A real flu, on the other hand, comes like a punch from a heavyweight boxer: abrupt and violent. The fever is often high, sometimes with chills and foci of sweating, the headache is severe and piercing, and severe sore throat with difficulty swallowing. On the other hand, colds and loss of smell and taste are more rare. Symptoms usually last from one to two weeks. The triggers are the flu viruses.

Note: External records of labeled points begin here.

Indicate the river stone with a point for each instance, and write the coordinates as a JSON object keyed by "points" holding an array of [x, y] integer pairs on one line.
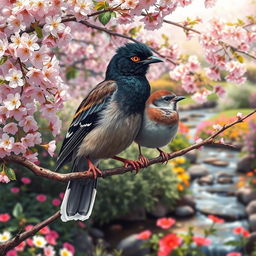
{"points": [[245, 164], [131, 246], [215, 161], [252, 222], [251, 207], [205, 180], [187, 200], [246, 195], [197, 171], [184, 211]]}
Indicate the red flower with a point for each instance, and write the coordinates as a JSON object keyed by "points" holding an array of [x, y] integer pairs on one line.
{"points": [[234, 254], [168, 243], [70, 247], [45, 230], [144, 235], [165, 223], [25, 180], [4, 217], [215, 219], [241, 231], [201, 241], [41, 198], [15, 190], [56, 202]]}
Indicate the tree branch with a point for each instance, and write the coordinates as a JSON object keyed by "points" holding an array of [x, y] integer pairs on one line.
{"points": [[46, 173], [5, 247]]}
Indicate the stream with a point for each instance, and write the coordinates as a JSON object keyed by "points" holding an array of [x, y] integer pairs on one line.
{"points": [[215, 195]]}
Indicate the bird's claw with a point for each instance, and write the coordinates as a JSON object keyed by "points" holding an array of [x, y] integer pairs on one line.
{"points": [[144, 162], [165, 156], [135, 164], [94, 170]]}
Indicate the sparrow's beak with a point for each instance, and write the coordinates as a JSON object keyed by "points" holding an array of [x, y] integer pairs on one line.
{"points": [[178, 98], [152, 59]]}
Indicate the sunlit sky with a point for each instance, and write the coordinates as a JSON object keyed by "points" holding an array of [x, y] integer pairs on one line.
{"points": [[224, 9]]}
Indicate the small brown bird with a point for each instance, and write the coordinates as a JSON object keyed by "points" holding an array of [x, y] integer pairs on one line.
{"points": [[160, 123]]}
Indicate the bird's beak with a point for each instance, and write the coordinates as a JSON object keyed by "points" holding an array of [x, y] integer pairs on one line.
{"points": [[178, 98], [152, 59]]}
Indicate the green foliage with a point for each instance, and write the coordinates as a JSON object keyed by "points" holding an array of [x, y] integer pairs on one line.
{"points": [[121, 194], [237, 97]]}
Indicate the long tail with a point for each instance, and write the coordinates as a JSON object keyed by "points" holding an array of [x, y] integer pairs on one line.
{"points": [[79, 196]]}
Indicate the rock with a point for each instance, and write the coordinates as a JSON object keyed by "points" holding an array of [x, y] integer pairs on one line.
{"points": [[246, 195], [215, 161], [225, 180], [245, 164], [251, 208], [96, 233], [184, 211], [131, 246], [187, 200], [160, 210], [192, 156], [252, 222], [205, 180], [250, 245], [197, 171]]}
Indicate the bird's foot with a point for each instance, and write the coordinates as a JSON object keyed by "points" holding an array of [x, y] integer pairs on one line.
{"points": [[143, 161], [93, 169], [135, 164], [164, 155]]}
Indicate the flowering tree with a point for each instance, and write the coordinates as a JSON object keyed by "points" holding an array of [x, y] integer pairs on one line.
{"points": [[51, 50]]}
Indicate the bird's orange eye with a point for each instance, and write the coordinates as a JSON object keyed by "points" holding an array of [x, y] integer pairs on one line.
{"points": [[135, 58]]}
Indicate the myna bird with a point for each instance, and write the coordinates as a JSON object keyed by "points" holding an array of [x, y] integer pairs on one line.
{"points": [[106, 123]]}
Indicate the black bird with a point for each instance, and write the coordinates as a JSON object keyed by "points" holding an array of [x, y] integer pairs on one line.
{"points": [[106, 123]]}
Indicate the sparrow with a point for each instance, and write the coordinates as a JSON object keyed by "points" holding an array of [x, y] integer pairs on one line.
{"points": [[160, 123], [106, 123]]}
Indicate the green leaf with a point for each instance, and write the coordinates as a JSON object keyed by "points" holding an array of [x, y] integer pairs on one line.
{"points": [[10, 173], [3, 60], [17, 211], [39, 31], [105, 17]]}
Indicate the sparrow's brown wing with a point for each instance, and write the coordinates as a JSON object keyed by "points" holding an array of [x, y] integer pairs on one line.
{"points": [[85, 119]]}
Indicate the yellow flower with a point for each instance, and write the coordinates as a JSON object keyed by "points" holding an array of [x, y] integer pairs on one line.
{"points": [[65, 252], [5, 236], [39, 241]]}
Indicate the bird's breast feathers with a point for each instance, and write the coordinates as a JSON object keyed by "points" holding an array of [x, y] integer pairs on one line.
{"points": [[114, 132]]}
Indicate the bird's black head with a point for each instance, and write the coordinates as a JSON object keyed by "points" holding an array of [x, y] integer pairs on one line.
{"points": [[130, 60]]}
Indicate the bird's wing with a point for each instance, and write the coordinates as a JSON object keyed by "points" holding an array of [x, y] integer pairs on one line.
{"points": [[85, 119]]}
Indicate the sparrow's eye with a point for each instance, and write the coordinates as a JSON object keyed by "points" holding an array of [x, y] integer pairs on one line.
{"points": [[135, 58]]}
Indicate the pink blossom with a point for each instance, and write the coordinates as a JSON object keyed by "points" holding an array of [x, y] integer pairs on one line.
{"points": [[10, 128], [41, 198], [25, 180], [56, 202], [15, 190], [4, 217], [69, 246]]}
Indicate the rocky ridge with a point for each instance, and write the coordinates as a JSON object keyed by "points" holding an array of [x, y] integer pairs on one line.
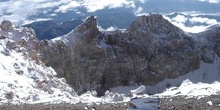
{"points": [[24, 77], [150, 50]]}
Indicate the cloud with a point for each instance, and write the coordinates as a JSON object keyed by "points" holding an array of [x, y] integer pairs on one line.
{"points": [[20, 10], [143, 1], [181, 21], [70, 6], [94, 5], [210, 1], [203, 20], [180, 18], [138, 11]]}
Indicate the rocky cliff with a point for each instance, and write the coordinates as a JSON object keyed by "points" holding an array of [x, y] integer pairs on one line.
{"points": [[150, 50]]}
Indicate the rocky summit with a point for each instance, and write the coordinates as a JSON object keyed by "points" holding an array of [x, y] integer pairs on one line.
{"points": [[149, 51]]}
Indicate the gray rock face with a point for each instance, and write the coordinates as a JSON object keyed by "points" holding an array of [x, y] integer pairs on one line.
{"points": [[151, 50], [6, 25]]}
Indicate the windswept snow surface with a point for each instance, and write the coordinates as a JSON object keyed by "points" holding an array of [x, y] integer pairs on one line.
{"points": [[208, 76], [24, 81]]}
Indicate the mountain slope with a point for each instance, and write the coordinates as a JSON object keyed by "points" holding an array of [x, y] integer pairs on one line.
{"points": [[149, 51], [24, 78]]}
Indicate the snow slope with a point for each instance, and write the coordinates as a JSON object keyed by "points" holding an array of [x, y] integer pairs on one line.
{"points": [[22, 80]]}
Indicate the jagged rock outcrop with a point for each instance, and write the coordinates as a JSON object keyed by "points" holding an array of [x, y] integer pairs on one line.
{"points": [[22, 40], [151, 50]]}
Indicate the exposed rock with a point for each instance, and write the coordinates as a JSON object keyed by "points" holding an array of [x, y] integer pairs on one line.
{"points": [[9, 95], [12, 44], [151, 50], [6, 25]]}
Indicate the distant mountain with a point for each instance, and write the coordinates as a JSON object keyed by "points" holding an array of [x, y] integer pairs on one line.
{"points": [[51, 29], [24, 78], [149, 51]]}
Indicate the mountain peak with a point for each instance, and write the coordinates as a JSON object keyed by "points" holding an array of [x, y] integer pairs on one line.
{"points": [[153, 23], [88, 29]]}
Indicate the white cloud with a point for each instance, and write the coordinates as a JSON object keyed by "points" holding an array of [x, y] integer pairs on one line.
{"points": [[19, 10], [203, 20], [70, 6], [94, 5], [139, 11], [180, 21], [143, 1], [210, 1], [180, 18]]}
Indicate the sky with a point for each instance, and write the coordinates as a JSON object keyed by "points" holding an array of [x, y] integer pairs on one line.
{"points": [[195, 15]]}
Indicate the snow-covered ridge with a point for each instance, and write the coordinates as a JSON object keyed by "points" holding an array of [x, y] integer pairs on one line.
{"points": [[24, 79]]}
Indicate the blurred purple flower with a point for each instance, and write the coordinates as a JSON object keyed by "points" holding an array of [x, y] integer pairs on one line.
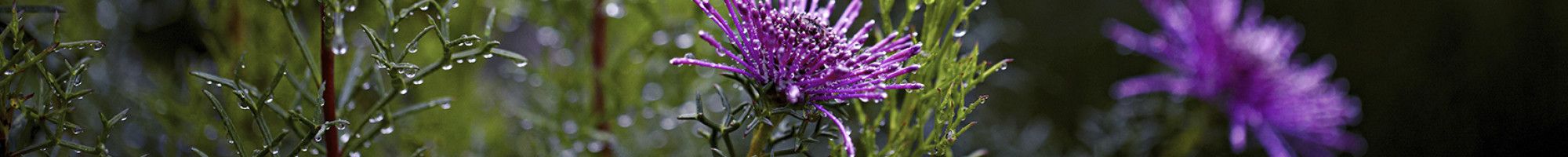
{"points": [[1246, 64], [793, 48]]}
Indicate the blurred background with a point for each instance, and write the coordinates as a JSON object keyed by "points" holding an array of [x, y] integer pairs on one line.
{"points": [[1436, 78]]}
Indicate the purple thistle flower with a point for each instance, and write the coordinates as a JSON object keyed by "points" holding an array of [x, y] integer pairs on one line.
{"points": [[793, 46], [1246, 64]]}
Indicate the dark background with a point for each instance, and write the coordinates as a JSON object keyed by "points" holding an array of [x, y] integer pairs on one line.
{"points": [[1436, 78]]}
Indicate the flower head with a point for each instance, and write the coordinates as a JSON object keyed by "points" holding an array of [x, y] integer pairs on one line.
{"points": [[793, 46], [1244, 64]]}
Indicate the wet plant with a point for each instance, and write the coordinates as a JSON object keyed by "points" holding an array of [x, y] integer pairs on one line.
{"points": [[43, 87], [325, 115], [810, 79]]}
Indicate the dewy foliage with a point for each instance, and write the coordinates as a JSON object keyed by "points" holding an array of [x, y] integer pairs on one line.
{"points": [[642, 93], [915, 122], [42, 82], [929, 122], [385, 76]]}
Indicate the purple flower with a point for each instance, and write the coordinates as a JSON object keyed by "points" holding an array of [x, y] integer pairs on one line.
{"points": [[1243, 60], [793, 48]]}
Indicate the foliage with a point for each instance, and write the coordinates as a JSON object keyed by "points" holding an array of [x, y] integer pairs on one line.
{"points": [[385, 76], [43, 84], [929, 122]]}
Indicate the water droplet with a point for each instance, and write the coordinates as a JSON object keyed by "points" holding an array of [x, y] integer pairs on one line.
{"points": [[667, 123], [614, 10], [962, 31], [684, 42], [570, 126], [595, 147], [339, 49], [625, 122], [653, 92], [341, 126], [661, 38]]}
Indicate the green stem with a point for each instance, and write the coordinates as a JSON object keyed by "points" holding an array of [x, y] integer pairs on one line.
{"points": [[763, 136]]}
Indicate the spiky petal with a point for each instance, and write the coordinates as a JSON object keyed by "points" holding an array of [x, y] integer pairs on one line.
{"points": [[793, 46], [1244, 64]]}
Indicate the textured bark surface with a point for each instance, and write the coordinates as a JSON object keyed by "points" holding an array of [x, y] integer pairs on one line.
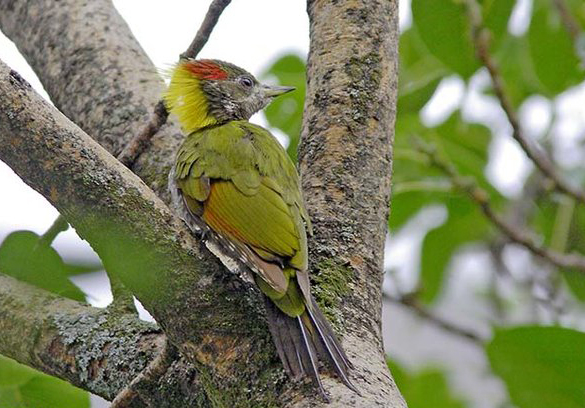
{"points": [[345, 161], [207, 312], [97, 74], [88, 347]]}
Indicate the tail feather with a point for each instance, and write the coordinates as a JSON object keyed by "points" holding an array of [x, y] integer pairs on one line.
{"points": [[310, 350], [300, 340], [335, 354]]}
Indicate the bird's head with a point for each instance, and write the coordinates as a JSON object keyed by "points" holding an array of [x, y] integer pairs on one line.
{"points": [[207, 92]]}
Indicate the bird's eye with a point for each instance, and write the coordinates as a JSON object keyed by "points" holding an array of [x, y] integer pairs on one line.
{"points": [[246, 81]]}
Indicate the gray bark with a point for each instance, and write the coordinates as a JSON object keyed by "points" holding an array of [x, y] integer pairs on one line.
{"points": [[345, 160], [98, 75], [91, 348]]}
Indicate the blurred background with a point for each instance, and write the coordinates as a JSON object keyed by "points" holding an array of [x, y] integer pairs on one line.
{"points": [[470, 318]]}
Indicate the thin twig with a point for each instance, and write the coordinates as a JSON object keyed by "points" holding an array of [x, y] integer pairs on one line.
{"points": [[481, 37], [412, 303], [215, 9], [152, 372], [159, 117], [514, 233]]}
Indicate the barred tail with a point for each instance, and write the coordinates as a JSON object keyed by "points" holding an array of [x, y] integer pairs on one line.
{"points": [[302, 340]]}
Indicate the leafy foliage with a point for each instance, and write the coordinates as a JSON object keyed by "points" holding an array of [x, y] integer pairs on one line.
{"points": [[25, 257], [424, 389], [286, 112], [23, 387], [541, 366]]}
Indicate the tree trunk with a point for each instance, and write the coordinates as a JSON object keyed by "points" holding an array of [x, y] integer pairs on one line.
{"points": [[97, 74]]}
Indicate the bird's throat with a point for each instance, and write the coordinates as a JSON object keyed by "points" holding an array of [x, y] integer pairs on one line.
{"points": [[185, 98]]}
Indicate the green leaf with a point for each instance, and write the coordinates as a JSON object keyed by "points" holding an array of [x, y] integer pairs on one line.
{"points": [[563, 234], [420, 73], [516, 68], [552, 50], [286, 111], [13, 373], [496, 14], [465, 224], [428, 388], [466, 146], [23, 387], [542, 367], [23, 257], [444, 28]]}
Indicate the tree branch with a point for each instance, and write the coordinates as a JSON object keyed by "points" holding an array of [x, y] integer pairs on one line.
{"points": [[160, 114], [481, 198], [110, 88], [481, 36], [345, 164], [139, 240], [76, 342], [213, 13]]}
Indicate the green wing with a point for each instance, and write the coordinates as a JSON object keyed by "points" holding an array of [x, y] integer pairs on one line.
{"points": [[241, 182]]}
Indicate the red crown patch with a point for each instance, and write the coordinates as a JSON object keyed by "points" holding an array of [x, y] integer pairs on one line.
{"points": [[206, 69]]}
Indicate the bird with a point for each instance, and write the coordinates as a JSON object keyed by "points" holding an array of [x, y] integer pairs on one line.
{"points": [[234, 181]]}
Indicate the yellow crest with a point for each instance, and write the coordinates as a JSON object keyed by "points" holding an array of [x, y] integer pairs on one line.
{"points": [[185, 98]]}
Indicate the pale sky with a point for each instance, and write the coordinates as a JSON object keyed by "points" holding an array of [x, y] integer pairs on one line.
{"points": [[252, 34]]}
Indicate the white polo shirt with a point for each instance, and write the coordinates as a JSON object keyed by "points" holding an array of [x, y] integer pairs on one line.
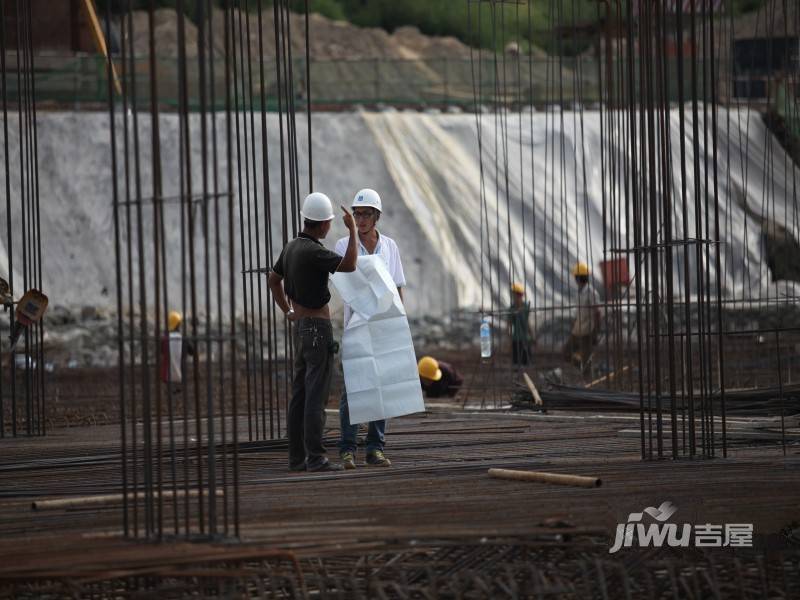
{"points": [[387, 250]]}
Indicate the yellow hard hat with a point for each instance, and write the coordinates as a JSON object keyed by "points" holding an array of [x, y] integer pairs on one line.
{"points": [[429, 368], [174, 320], [581, 269]]}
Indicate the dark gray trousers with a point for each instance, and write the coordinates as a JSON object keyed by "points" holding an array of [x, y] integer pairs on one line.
{"points": [[305, 421]]}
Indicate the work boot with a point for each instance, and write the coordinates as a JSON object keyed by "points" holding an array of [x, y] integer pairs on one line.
{"points": [[377, 459], [348, 460], [324, 467]]}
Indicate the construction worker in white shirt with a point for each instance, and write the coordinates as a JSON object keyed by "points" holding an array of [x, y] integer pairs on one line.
{"points": [[586, 326], [367, 208]]}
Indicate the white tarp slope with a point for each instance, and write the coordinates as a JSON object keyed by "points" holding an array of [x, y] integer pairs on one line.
{"points": [[553, 165], [427, 171], [380, 367]]}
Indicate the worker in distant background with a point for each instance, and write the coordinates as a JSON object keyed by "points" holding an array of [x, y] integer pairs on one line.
{"points": [[521, 337], [586, 326], [300, 277], [172, 347], [438, 378], [367, 208]]}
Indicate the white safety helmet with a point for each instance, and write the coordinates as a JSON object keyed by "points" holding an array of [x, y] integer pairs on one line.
{"points": [[317, 207], [368, 198]]}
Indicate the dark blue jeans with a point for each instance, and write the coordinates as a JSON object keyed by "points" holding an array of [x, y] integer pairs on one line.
{"points": [[305, 419], [375, 433]]}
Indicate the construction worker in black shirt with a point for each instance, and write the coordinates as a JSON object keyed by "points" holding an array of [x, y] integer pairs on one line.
{"points": [[299, 285]]}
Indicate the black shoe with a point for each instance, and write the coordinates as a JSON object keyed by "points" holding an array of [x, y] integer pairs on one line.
{"points": [[325, 467]]}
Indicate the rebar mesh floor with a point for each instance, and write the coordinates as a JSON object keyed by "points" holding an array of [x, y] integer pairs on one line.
{"points": [[431, 525]]}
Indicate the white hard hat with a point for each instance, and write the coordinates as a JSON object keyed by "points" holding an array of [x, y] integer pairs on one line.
{"points": [[317, 207], [369, 198]]}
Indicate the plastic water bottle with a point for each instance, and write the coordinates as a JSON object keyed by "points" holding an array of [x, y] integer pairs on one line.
{"points": [[486, 338]]}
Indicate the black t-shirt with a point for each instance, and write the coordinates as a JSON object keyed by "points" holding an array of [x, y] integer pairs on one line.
{"points": [[304, 265]]}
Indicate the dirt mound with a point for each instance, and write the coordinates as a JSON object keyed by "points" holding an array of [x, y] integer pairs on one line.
{"points": [[330, 40]]}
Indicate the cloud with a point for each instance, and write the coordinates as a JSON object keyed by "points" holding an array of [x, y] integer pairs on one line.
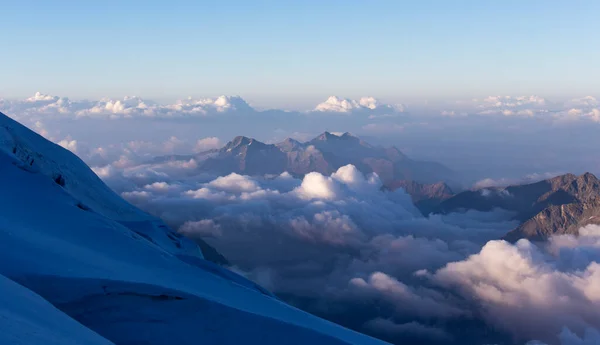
{"points": [[533, 291], [336, 104], [127, 107]]}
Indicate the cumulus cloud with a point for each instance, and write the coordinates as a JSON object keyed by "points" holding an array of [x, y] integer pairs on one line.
{"points": [[530, 290], [126, 107], [336, 241], [336, 104]]}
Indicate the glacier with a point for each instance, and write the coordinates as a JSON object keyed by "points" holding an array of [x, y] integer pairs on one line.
{"points": [[80, 265]]}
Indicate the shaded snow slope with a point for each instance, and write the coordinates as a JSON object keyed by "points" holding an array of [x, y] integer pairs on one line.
{"points": [[26, 318], [32, 153], [107, 266]]}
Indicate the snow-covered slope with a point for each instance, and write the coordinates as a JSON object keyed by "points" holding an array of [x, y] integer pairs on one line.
{"points": [[120, 272], [26, 318]]}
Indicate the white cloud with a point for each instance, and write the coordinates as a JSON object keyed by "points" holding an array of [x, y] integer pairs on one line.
{"points": [[533, 291], [336, 104]]}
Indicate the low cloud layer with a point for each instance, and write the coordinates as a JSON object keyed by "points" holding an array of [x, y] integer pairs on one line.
{"points": [[337, 246]]}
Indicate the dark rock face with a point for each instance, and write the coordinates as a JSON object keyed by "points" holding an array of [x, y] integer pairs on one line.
{"points": [[560, 205], [426, 197], [557, 220]]}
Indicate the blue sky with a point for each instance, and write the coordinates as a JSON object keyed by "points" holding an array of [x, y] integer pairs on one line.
{"points": [[298, 52]]}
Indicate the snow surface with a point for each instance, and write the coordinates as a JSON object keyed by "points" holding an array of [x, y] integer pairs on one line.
{"points": [[26, 318], [121, 272]]}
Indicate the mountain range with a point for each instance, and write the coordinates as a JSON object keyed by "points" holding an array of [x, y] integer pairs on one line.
{"points": [[559, 205], [80, 265], [424, 181]]}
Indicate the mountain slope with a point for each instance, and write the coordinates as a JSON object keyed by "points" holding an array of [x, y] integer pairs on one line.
{"points": [[560, 205], [26, 318], [324, 154], [120, 272]]}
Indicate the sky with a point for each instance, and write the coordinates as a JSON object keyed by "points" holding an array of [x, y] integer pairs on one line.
{"points": [[293, 54]]}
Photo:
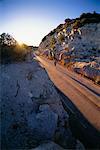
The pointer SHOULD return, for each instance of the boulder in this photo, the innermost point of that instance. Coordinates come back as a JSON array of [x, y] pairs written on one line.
[[43, 124]]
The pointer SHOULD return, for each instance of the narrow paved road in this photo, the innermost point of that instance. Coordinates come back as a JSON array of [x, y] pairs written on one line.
[[82, 92]]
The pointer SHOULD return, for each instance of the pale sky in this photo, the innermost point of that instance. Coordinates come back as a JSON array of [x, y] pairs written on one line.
[[28, 21]]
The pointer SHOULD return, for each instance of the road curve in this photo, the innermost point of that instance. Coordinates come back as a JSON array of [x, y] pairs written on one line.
[[82, 92]]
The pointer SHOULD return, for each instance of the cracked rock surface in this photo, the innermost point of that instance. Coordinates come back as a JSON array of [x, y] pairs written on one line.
[[31, 109]]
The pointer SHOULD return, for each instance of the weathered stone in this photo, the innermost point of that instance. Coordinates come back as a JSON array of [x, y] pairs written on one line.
[[43, 124], [48, 146]]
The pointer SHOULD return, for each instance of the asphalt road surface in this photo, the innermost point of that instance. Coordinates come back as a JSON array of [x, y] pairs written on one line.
[[84, 94]]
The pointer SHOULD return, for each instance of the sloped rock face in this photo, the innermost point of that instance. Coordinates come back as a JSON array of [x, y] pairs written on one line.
[[82, 43], [31, 109]]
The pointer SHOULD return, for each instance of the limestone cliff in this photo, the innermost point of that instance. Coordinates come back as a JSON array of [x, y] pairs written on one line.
[[76, 44]]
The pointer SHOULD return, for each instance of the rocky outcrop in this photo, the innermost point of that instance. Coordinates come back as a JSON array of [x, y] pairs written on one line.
[[79, 42], [31, 110]]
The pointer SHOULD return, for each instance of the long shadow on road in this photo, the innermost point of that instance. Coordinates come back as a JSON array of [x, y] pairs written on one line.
[[80, 126]]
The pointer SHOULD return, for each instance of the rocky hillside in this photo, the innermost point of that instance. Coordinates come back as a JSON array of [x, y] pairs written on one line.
[[32, 114], [76, 44]]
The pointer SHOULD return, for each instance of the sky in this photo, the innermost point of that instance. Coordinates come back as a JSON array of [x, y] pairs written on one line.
[[28, 21]]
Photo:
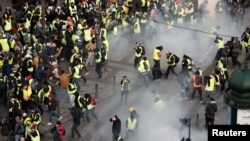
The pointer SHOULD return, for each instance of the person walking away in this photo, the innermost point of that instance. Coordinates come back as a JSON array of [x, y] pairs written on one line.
[[157, 74], [98, 63], [131, 127], [210, 111], [72, 89], [134, 113], [209, 87], [52, 105], [197, 86], [5, 129], [116, 127], [19, 128], [125, 88], [89, 107], [76, 114], [225, 76], [138, 54], [217, 82], [184, 80], [143, 69], [171, 60], [157, 56], [58, 131]]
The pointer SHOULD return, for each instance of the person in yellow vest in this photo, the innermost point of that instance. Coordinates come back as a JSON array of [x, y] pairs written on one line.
[[218, 79], [72, 89], [219, 41], [171, 60], [4, 43], [35, 135], [137, 30], [209, 83], [131, 125], [27, 91], [157, 56], [98, 63], [187, 63], [8, 26], [143, 70], [89, 107], [159, 104]]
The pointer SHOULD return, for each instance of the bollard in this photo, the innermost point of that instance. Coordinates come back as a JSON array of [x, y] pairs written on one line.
[[96, 91], [197, 120], [114, 83]]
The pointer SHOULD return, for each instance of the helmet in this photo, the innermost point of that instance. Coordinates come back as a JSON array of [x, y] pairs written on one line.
[[131, 109]]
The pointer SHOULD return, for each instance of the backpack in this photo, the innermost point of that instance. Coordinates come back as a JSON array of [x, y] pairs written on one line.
[[93, 100], [20, 129], [143, 52], [125, 85], [176, 58]]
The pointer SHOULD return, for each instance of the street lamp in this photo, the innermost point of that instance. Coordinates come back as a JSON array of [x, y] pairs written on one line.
[[186, 122]]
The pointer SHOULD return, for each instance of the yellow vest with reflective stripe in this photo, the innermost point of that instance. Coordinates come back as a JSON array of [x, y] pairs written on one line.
[[87, 34], [77, 73], [100, 58], [26, 94], [73, 88], [48, 93], [90, 106], [36, 138], [132, 123], [138, 28], [155, 55], [210, 88], [5, 45], [73, 10], [103, 33]]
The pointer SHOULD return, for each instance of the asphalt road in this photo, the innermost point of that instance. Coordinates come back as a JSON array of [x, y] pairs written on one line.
[[154, 125]]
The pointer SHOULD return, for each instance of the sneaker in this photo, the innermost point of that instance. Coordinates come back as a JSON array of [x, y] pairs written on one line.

Covid-19, on the other hand, is a true shapeshifter: one calls shortness of breath and difficulty swallowing as symptoms, the other complains of coughing and loss of taste. And yet another has a fever and aching limbs. Sneezing, however, does not occur. In its weekly situation report, the Federal Office of Public Health lists fever (64%), cough (63%) and breathing difficulties (41%) as the most common complaints of hospitalized patients. Pneumonia is present in 44 percent.

An overview of the British Medical Journal, in which various international studies are collected and evaluated, reaches similar values: 77% of patients developed fever, dry cough in 68% and breathing difficulties in 38%. Symptoms such as muscle aches, fatigue, chest tightness or headache are also classified as common. These symptoms occurred in approximately 20% or less of all patients. Covid-19, a shapeshifter – the British magazine also writes: “It is not possible to differentiate Covid-19 from respiratory tract infections by signs and symptoms”. In German:

“Differentiation of Covid-19 from other respiratory diseases is not possible on the basis of signs and symptoms”.

Swissmedic, the Swiss Medicines Licensing and Control Authority, also writes in a brochure: “Direct detection of viral nucleic acid in a nasopharynx swab may indicate SARS-CoV-2 in patients with symptoms compatible with Covid-19 – Infections are closed. ”In plain language: If you have symptoms and a positive PCR test result, a new coronavirus infection is likely. To make this even clearer:

This article is at best a help, only a test brings certainty.

Symptoms?  This way please!

Symptoms? This way please!

Image: Bruno Kissling
(18. September 2020)

The vast majority have mild symptoms

According to the FOPH, the vast majority of infected people have a mild course of the disease. Specifically: “You have symptoms that remain mild and only last a few days.” Even with a severe course, the symptoms are initially mild but worsen after five to ten days. “If the course is severe, the disease usually lasts two to four weeks,” writes the BAG. With good medical treatment, the sick in most cases would heal again.

Even with a critical course, in which symptoms of a severe course worsen, over 80% survive. According to the current state of knowledge, about 5 percent of those who tested positive die from the consequences of the disease.